In the news

Friday, December 7, 2012

George Zimmerman, the former neighborhood watch volunteer charged with second-degree murder in the shooting death of Trayvon Martin in a Sanford, Fla., gated community, has filed suit against NBC in a Florida court, contending that the network edited his 911 call to police after the shooting to make it sound as if he were “a racist and predatory villain.”

James Pachokas

has been charged in Greeley, Colo., with arson and reckless endangerment over allegations that he spit flaming streams of lighter fluid at two other men.

Jeb Bush, the former GOP governor of Florida, has been named the next chairman of the National Constitution Center in Philadelphia, a job held by his father, former President George H.W. Bush, from 2007-08, and held by former President Bill Clinton for the past four years.

Mo Yan, this year’s winner of the Nobel Prize in literature who has been criticized for his membership in China’s Communist Party, said during a news conference in Stockholm that censorship is as necessary as airport security checks.

Gen.
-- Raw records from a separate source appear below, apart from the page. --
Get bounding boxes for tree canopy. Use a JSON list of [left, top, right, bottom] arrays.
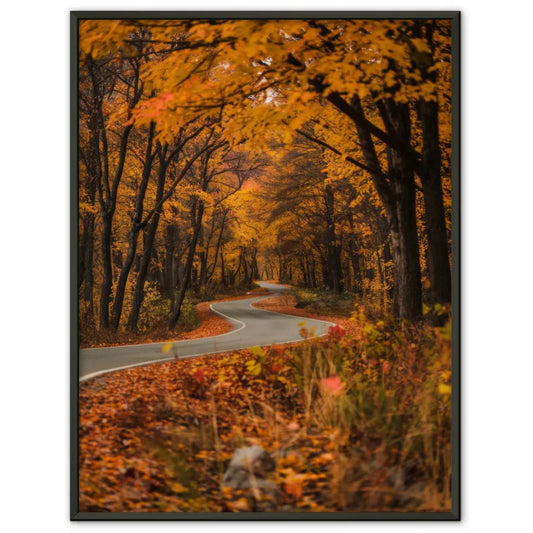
[[78, 17, 453, 336]]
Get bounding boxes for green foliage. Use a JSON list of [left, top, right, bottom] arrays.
[[174, 295, 201, 330], [292, 287, 356, 317], [136, 282, 171, 333], [245, 346, 267, 377]]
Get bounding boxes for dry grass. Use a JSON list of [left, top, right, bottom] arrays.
[[79, 309, 452, 513]]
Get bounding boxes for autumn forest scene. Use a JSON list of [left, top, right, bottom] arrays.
[[77, 16, 455, 515]]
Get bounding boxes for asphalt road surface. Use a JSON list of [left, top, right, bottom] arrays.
[[79, 281, 335, 381]]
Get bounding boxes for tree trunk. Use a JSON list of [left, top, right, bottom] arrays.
[[220, 248, 226, 286], [388, 179, 422, 319], [110, 123, 155, 331], [198, 251, 207, 290], [299, 256, 308, 285], [79, 211, 96, 320], [349, 237, 362, 295], [169, 200, 205, 330], [417, 98, 451, 304], [324, 184, 343, 293], [79, 113, 100, 324], [250, 249, 259, 281], [385, 102, 422, 319], [206, 210, 227, 284], [99, 216, 114, 329], [163, 224, 180, 305], [240, 249, 249, 284], [413, 19, 451, 304], [127, 147, 168, 332], [376, 249, 386, 308], [79, 151, 97, 321], [347, 94, 422, 319]]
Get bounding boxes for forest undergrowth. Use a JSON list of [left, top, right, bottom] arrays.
[[80, 282, 264, 348], [79, 306, 452, 513]]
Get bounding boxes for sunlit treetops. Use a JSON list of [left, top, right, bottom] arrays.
[[78, 17, 452, 329], [80, 18, 451, 147]]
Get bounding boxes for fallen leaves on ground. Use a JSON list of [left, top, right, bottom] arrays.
[[79, 316, 452, 514], [79, 344, 354, 512], [80, 348, 307, 512]]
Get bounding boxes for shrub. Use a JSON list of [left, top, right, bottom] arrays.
[[281, 311, 452, 510]]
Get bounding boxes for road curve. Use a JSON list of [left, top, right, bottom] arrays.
[[79, 282, 335, 381]]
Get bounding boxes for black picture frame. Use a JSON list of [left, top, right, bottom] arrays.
[[70, 10, 460, 521]]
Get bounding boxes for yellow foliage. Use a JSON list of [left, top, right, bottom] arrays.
[[161, 342, 173, 354]]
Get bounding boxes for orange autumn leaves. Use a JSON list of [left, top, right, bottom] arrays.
[[79, 314, 452, 512], [79, 347, 328, 512], [321, 375, 345, 396]]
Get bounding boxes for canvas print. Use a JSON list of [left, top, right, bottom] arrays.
[[74, 13, 458, 518]]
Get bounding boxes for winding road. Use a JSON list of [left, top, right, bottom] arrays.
[[79, 282, 335, 382]]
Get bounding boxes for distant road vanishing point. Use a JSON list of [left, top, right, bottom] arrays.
[[79, 281, 335, 382]]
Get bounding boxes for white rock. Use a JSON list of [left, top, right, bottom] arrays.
[[223, 445, 275, 484]]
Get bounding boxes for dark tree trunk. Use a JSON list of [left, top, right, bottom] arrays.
[[206, 210, 227, 284], [110, 123, 155, 331], [100, 115, 135, 327], [250, 249, 259, 281], [414, 19, 451, 304], [79, 176, 97, 322], [163, 224, 180, 303], [305, 254, 317, 288], [79, 112, 100, 323], [195, 223, 207, 292], [198, 250, 208, 290], [127, 147, 168, 332], [242, 249, 250, 284], [83, 57, 137, 330], [299, 256, 308, 285], [220, 249, 226, 286], [324, 184, 343, 293], [126, 131, 209, 331], [349, 237, 362, 295], [346, 207, 364, 295], [99, 216, 114, 329], [169, 199, 205, 330], [417, 99, 451, 304], [376, 249, 386, 308], [97, 125, 135, 330], [79, 212, 96, 319], [383, 101, 422, 319], [388, 179, 421, 319], [348, 94, 422, 319], [228, 254, 238, 286]]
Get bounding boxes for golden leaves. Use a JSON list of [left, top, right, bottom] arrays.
[[79, 18, 450, 161], [410, 37, 432, 54], [225, 497, 250, 512], [161, 341, 173, 354], [438, 383, 452, 396], [79, 20, 131, 57]]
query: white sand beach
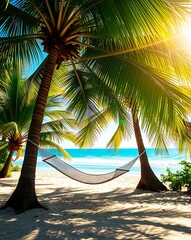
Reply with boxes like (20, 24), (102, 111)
(0, 170), (191, 240)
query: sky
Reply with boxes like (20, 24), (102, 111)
(63, 122), (151, 149)
(63, 120), (178, 149)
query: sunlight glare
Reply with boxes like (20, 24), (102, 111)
(180, 17), (191, 46)
(182, 26), (191, 41)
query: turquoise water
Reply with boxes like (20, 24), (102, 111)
(12, 148), (189, 176)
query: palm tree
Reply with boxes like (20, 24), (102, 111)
(0, 66), (77, 178)
(0, 0), (190, 212)
(67, 49), (191, 191)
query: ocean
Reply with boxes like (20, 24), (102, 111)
(12, 148), (189, 177)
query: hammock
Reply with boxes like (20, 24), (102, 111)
(39, 147), (144, 184)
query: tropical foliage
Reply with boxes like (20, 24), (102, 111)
(161, 160), (191, 193)
(64, 51), (191, 191)
(1, 0), (191, 213)
(0, 65), (77, 178)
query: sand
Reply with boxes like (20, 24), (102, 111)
(0, 170), (191, 240)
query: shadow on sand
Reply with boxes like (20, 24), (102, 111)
(1, 178), (191, 240)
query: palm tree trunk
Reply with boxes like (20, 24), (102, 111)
(0, 150), (14, 178)
(131, 110), (167, 191)
(1, 48), (59, 213)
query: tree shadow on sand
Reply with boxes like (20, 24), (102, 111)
(1, 184), (191, 240)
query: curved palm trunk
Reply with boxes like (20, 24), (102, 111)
(0, 150), (14, 178)
(131, 110), (167, 191)
(1, 48), (59, 213)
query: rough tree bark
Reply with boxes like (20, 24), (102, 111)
(0, 48), (59, 213)
(0, 150), (14, 178)
(131, 110), (167, 191)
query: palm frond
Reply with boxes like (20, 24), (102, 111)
(0, 36), (43, 66)
(0, 122), (18, 137)
(106, 116), (133, 151)
(12, 147), (24, 161)
(0, 141), (8, 151)
(39, 139), (72, 161)
(75, 109), (115, 148)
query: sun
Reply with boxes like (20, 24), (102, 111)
(182, 26), (191, 41)
(179, 17), (191, 45)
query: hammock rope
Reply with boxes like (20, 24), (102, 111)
(27, 139), (144, 184)
(34, 144), (145, 184)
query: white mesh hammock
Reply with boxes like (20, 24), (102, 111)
(38, 147), (144, 184)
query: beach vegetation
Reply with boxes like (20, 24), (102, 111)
(71, 50), (191, 192)
(161, 160), (191, 193)
(0, 148), (12, 177)
(0, 148), (21, 177)
(0, 163), (21, 178)
(0, 147), (22, 174)
(1, 0), (191, 213)
(66, 65), (169, 191)
(0, 65), (77, 178)
(0, 163), (11, 177)
(11, 165), (21, 172)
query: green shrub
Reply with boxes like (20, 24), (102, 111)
(0, 163), (3, 170)
(0, 163), (12, 177)
(11, 165), (21, 172)
(181, 160), (191, 193)
(0, 164), (21, 177)
(161, 160), (191, 193)
(0, 149), (9, 164)
(0, 149), (21, 177)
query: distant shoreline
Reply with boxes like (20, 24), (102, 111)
(12, 150), (186, 177)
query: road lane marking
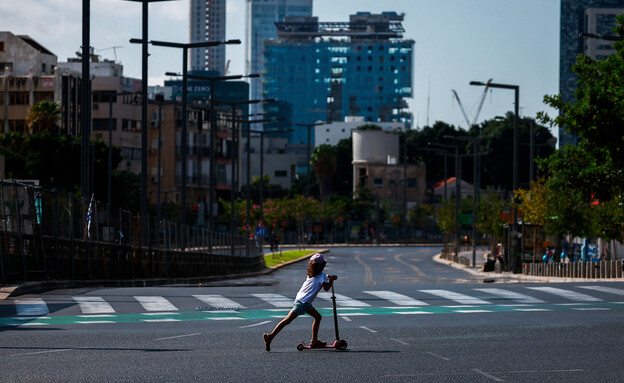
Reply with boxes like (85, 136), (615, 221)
(354, 253), (374, 285)
(419, 290), (491, 305)
(526, 287), (602, 302)
(154, 333), (202, 341)
(578, 285), (624, 296)
(426, 351), (450, 360)
(15, 298), (49, 316)
(251, 293), (291, 308)
(359, 326), (377, 333)
(134, 296), (178, 311)
(340, 316), (352, 322)
(363, 291), (428, 306)
(75, 321), (115, 324)
(475, 288), (545, 303)
(10, 349), (73, 357)
(472, 369), (504, 382)
(194, 295), (246, 309)
(391, 338), (408, 345)
(454, 310), (492, 313)
(239, 321), (271, 329)
(73, 297), (115, 314)
(319, 292), (370, 307)
(142, 318), (181, 322)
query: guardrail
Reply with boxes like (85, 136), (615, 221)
(0, 180), (263, 285)
(523, 261), (623, 279)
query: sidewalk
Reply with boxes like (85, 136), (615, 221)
(434, 249), (624, 283)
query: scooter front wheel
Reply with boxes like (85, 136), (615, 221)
(336, 339), (347, 350)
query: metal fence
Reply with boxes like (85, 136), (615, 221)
(0, 180), (263, 285)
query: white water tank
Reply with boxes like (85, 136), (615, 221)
(352, 130), (399, 164)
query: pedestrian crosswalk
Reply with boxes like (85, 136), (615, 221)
(3, 285), (624, 318)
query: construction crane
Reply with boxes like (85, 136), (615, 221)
(98, 46), (123, 61)
(451, 78), (492, 128)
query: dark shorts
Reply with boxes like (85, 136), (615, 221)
(292, 300), (313, 315)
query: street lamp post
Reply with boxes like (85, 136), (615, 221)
(183, 72), (257, 237)
(424, 148), (448, 201)
(91, 91), (138, 229)
(471, 80), (520, 272)
(144, 40), (240, 237)
(215, 100), (274, 237)
(294, 122), (325, 196)
(446, 135), (490, 267)
(429, 143), (460, 258)
(124, 0), (178, 247)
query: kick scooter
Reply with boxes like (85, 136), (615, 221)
(296, 283), (348, 351)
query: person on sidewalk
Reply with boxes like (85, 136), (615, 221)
(263, 253), (337, 351)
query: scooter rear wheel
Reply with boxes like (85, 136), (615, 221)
(336, 339), (347, 350)
(296, 343), (305, 351)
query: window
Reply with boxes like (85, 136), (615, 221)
(274, 170), (287, 177)
(373, 178), (383, 188)
(93, 118), (117, 131)
(407, 178), (418, 188)
(0, 42), (4, 52)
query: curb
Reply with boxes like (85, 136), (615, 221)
(433, 253), (624, 283)
(265, 249), (329, 270)
(0, 249), (331, 299)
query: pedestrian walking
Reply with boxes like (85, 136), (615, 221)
(263, 253), (337, 351)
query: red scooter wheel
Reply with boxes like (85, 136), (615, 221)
(296, 343), (304, 351)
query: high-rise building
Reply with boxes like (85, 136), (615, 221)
(262, 12), (413, 145)
(559, 0), (623, 146)
(190, 0), (226, 74)
(245, 0), (313, 117)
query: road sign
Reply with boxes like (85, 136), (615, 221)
(255, 227), (267, 237)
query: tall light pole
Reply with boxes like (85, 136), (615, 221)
(471, 80), (520, 272)
(446, 135), (490, 267)
(144, 39), (240, 235)
(234, 115), (281, 229)
(184, 72), (257, 234)
(124, 0), (178, 247)
(91, 90), (138, 227)
(430, 142), (460, 258)
(294, 122), (325, 196)
(215, 100), (274, 236)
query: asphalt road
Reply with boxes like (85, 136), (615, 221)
(1, 246), (623, 382)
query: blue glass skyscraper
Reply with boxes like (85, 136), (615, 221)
(262, 12), (414, 145)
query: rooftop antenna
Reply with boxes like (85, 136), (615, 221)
(426, 76), (431, 127)
(98, 46), (123, 61)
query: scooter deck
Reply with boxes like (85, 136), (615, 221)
(296, 339), (347, 351)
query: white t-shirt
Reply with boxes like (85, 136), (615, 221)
(295, 273), (328, 304)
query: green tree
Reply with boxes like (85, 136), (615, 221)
(26, 101), (61, 134)
(538, 14), (624, 241)
(435, 199), (456, 252)
(477, 191), (508, 254)
(310, 144), (337, 197)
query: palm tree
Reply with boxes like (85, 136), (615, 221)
(26, 100), (61, 134)
(311, 144), (337, 197)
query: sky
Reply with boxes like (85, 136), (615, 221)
(1, 0), (561, 136)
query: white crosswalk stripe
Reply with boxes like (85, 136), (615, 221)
(418, 289), (491, 305)
(73, 297), (115, 314)
(526, 287), (602, 302)
(363, 290), (428, 306)
(15, 298), (49, 316)
(251, 293), (292, 308)
(577, 285), (624, 296)
(134, 296), (178, 312)
(474, 288), (545, 304)
(193, 295), (245, 309)
(319, 292), (370, 307)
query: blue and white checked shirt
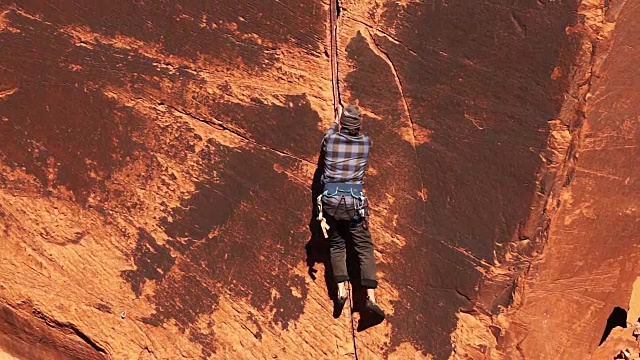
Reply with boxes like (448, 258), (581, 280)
(321, 122), (372, 185)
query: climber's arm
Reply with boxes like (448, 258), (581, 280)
(326, 104), (342, 136)
(321, 105), (342, 151)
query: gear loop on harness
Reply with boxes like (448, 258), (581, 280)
(317, 194), (331, 238)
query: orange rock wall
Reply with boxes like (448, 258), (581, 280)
(1, 0), (638, 359)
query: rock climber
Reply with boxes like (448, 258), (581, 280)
(316, 104), (385, 322)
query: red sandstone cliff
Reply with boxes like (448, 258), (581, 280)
(0, 0), (638, 359)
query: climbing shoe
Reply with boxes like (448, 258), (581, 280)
(364, 298), (385, 322)
(333, 295), (347, 318)
(357, 298), (385, 331)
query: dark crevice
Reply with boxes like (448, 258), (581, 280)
(141, 346), (158, 360)
(31, 308), (107, 355)
(455, 287), (475, 304)
(329, 0), (342, 109)
(68, 326), (108, 355)
(599, 306), (627, 345)
(330, 2), (358, 359)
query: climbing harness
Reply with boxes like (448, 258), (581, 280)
(321, 183), (369, 227)
(316, 183), (369, 238)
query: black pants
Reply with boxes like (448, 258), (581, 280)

Lloyd Austin III, the current vice chief of staff of the Army who oversaw the final troop withdrawal in Iraq, has been chosen by President Barack Obama, pending Senate confirmation, to head the U.S. Central Command and direct the end of the U.S. combat role in Afghanistan.

Dina Manfredini, 115, of Johnston, Iowa, has been named the world’s oldest living person by Guinness World Records, after the death of 116-year-old Bessie Cooper of Georgia.

Jim Letten, 59, the nation’s longest-serving U.S. attorney, in the job since 2001, has resigned from the Eastern District of Louisiana even as an investigation continues into possible misconduct bytwo of his top deputies, who have admitted anonymously posting criticism of judges and comments about cases on the website of the Times-Picayune.